Jury Demand: Should You or Shouldn’t You

Since this question keeps popping up I figured I would take a shot at it.

The theory is that by asking for a jury verdict you are taking the matter out of the hands of a politicized judge and putting it in the hands of what is likely to be a very angry jury pool itching to whack the Wall Street players. I think that’s right, theoretically.

My problem with the theory is that in practice I don’t see much mileage in it. These cases don’t seem to EVER get to trial which is the only place a jury will hear anything. In the meantime you still have the the same politicized judge making all the preliminary rulings about whether your case will survive, much less get to trial.

The other problem I have with the Jury Demand is that you only have a right to trial by jury on money damages, not equitable relief, like an injunction or some mandate against the players. So the jury demand won’t have much effect on the main issue: whether the foreclosure is right or wrong and whether the money is owed and if so to whom, and whether the party seeking to foreclose has any right to do so.

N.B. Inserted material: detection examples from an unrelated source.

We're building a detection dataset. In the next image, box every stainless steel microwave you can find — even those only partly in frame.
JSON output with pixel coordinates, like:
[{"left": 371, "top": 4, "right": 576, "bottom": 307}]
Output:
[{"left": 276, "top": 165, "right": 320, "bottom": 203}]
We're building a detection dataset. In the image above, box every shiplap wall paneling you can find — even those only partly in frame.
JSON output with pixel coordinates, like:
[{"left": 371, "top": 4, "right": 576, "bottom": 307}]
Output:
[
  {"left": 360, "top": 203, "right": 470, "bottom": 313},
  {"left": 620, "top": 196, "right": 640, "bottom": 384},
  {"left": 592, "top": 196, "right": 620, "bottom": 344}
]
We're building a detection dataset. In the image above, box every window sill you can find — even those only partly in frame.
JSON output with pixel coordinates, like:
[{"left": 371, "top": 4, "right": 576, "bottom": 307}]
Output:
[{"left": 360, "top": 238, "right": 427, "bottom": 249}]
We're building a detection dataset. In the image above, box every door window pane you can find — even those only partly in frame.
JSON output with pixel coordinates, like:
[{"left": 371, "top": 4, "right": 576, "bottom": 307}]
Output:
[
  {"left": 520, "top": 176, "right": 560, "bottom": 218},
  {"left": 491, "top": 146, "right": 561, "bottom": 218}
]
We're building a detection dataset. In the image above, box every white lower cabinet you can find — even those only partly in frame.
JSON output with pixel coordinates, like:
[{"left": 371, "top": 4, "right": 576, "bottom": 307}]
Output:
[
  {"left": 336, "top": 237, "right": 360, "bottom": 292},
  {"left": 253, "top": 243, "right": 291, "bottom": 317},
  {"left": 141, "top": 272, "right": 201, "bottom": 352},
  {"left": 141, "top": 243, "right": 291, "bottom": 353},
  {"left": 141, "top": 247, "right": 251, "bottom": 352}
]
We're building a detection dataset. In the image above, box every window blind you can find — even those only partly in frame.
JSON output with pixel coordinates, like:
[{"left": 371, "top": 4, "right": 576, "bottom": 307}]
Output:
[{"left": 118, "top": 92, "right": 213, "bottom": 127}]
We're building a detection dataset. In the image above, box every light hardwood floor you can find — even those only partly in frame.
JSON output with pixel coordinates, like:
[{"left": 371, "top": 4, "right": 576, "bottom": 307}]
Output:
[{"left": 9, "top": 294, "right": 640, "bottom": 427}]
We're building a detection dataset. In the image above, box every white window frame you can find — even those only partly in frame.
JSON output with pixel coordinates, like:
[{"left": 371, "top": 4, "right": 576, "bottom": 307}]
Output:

And the last problem I have with it is the issue of bifurcation. If you ask for a jury trial the Judge might split the case into two cases — first the case involving the legality of the foreclosure and second, the damage case that will go to the jury. This creates the appearance that the Judge is “protecting” your right to be heard on your claims while “protecting” a secured creditor (who is neither a creditor nor secured) from further losses on a “legitimate” obligation.

So obviously I think that a jury demand takes the focus off whether the party you are fighting is a creditor, has standing or is just trying to steal the property. But I could be wrong. This isn’t a legal opinion, it is just a knee-jerk reaction.